[R] skip lines on a connection

Vadim Ogranovich vograno at evafunds.com
Sun May 2 23:26:45 CEST 2004


> From: Prof Brian Ripley [mailto:ripley at stats.ox.ac.uk] 
> Sent: Saturday, May 01, 2004 11:44 PM
> You will be telling us next you think the default nmax=-1 
> means to read a negative number of lines!

No, I won't. Your extrapolation is inaccurate.


> ...  So reading no 
> lines would mean not calling scan at all, and what would be 
> the point of that?


It would mean skipping the number of lines specified in the skip
argument thus advancing the read point on the connection to where I want
it to be. I guess you wouldn't argue that seek(con, where) has no
meaning.


> 
> nmax <= 0 and nlines <= 0 are ignored.
> 
> Note carefully what nmax actually means, and it is not what `nlines' 
> means!


I had noted that. If one reads no "data value" one reads no line, so the
two should have the same effect in the case at hand.


> Do read the documentation for scan, too, please.

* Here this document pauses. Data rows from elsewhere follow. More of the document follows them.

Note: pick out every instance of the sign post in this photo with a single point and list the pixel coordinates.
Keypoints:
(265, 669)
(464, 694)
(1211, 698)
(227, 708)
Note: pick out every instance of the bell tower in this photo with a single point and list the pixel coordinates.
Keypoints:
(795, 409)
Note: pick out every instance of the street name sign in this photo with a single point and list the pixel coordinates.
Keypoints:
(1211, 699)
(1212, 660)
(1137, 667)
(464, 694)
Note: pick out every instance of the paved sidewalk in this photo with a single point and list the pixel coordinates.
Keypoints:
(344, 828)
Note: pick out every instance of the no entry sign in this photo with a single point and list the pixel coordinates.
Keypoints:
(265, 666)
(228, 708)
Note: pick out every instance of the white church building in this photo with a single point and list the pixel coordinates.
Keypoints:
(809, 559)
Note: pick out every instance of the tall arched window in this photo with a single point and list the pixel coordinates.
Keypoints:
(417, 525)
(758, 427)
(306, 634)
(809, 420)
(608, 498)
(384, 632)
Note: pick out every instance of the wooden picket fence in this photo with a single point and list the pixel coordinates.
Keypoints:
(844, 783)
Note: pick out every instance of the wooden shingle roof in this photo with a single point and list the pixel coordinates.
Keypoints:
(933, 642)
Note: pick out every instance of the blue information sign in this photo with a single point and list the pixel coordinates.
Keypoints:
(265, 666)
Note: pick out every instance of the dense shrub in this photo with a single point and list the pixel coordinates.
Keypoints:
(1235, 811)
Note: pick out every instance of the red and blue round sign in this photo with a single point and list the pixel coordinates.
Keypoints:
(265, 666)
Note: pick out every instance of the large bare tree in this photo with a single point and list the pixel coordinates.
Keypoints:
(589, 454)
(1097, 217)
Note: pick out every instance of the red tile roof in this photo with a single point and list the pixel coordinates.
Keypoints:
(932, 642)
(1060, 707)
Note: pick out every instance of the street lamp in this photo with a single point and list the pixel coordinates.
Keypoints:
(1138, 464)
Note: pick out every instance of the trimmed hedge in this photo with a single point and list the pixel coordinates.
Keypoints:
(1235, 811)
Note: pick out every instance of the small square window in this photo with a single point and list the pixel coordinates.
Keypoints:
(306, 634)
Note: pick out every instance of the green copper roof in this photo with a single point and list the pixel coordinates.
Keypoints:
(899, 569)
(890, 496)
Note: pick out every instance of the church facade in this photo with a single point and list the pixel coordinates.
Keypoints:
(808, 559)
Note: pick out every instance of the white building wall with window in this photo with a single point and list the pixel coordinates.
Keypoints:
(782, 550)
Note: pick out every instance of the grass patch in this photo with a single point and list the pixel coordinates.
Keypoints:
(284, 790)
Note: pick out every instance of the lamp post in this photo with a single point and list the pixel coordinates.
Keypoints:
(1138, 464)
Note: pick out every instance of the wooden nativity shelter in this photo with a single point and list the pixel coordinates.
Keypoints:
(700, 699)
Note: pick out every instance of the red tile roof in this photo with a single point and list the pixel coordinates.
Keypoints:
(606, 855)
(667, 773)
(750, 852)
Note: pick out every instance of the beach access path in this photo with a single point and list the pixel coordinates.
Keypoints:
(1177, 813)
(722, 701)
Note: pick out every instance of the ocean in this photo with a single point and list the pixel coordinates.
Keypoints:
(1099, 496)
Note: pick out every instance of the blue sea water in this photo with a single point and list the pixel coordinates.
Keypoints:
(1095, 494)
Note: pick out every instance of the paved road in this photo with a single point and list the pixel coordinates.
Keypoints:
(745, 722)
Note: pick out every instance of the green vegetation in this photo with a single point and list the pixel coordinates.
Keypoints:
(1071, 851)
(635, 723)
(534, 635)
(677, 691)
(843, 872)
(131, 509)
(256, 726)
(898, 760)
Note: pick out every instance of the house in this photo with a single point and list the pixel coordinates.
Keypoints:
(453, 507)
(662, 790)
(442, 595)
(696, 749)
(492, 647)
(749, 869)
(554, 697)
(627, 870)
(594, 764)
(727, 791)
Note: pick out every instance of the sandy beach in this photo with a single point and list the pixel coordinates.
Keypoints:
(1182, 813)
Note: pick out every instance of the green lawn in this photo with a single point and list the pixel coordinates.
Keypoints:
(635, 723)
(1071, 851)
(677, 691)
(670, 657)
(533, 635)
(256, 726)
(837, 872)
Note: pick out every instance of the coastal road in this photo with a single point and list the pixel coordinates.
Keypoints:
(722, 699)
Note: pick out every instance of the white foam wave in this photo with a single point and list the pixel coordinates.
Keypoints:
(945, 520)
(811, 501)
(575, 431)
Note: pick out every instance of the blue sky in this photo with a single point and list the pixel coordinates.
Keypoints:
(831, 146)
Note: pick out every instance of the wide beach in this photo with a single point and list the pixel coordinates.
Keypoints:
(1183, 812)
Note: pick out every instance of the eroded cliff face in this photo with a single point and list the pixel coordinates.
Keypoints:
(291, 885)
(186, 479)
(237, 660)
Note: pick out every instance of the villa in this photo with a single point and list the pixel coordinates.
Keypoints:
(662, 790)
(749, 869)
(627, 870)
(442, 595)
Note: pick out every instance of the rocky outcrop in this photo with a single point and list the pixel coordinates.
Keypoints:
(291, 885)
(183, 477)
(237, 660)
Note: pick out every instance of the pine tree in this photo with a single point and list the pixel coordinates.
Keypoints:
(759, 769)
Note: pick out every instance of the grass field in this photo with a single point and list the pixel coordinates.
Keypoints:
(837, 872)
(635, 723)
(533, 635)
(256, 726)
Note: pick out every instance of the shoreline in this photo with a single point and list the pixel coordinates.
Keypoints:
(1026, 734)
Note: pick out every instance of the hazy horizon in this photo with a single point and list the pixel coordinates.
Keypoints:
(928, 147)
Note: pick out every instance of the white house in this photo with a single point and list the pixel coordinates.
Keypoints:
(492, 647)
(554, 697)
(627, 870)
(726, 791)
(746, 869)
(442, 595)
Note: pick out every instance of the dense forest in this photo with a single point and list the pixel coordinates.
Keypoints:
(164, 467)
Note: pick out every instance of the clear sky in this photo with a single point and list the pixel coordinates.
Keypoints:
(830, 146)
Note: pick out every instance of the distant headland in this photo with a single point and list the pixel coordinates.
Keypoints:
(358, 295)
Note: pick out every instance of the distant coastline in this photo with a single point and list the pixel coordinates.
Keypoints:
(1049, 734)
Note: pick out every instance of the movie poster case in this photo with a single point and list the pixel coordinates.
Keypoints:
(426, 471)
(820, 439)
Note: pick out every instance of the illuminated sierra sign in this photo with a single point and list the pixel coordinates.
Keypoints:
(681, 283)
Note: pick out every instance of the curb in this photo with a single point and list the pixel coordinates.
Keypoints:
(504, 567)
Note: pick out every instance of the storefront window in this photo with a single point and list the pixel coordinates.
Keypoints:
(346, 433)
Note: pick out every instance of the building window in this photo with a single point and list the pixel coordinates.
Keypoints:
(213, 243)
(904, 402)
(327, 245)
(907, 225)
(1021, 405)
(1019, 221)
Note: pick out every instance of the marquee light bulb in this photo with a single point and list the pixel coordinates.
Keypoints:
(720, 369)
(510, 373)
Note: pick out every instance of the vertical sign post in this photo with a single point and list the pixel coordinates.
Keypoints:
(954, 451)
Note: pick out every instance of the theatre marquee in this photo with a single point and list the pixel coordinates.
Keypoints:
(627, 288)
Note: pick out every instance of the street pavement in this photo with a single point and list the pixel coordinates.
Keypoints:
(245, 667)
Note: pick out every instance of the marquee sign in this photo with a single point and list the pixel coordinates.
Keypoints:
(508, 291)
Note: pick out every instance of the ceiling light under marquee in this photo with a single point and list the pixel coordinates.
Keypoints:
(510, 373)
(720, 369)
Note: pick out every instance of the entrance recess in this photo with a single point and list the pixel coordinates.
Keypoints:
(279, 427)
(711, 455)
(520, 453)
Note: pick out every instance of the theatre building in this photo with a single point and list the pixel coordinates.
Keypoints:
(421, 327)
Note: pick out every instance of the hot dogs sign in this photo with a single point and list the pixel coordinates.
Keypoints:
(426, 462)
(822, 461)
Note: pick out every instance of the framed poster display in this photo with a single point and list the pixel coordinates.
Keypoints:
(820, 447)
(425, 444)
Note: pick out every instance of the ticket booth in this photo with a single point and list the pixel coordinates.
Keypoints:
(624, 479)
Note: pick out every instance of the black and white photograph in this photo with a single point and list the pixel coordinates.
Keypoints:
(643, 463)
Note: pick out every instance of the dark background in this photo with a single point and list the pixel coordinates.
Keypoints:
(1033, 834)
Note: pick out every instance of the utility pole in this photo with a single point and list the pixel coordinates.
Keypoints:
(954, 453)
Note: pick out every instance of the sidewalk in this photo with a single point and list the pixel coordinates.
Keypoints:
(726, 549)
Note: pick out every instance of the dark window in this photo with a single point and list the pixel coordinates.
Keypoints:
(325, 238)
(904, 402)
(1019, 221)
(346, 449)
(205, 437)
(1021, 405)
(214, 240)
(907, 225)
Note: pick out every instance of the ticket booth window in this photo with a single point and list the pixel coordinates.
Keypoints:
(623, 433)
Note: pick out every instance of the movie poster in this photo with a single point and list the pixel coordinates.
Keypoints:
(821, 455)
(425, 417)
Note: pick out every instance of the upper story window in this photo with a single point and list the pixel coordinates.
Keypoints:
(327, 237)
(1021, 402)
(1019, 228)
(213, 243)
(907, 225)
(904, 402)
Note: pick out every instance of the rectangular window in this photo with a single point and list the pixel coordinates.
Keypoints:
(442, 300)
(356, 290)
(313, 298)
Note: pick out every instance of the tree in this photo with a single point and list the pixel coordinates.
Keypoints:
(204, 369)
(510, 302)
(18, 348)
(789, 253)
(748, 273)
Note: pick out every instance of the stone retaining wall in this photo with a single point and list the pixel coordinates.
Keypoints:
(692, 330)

I had. For your convenience this is what it says about nmax.

    nmax: the maximum number of data values to be read, or if 'what' is
          a list, the maximum number of records to be read.  If omitted
          (and 'nlines' is not set to a positive value), 'scan' will
          read to the end of 'file'.

It is hard to see from the text that nmax=0 is ignored since "omitted"
means leaving it set to -1.

BTW, the paragraph regarding 'nlines' doesn't mention that nlines=0 is a
special case either.

  nlines: the maximum number of lines of data to be read.


> Note that to read *lines* you do need to read every byte on 
> the file to 
> find the EOL marker(s) so readLines() or scan() with NULL in 
> "what" are as 
> good as anything.  You can use them in blocks of lines, in a loop.


This is a very nice trick indeed! Just what I've been looking for.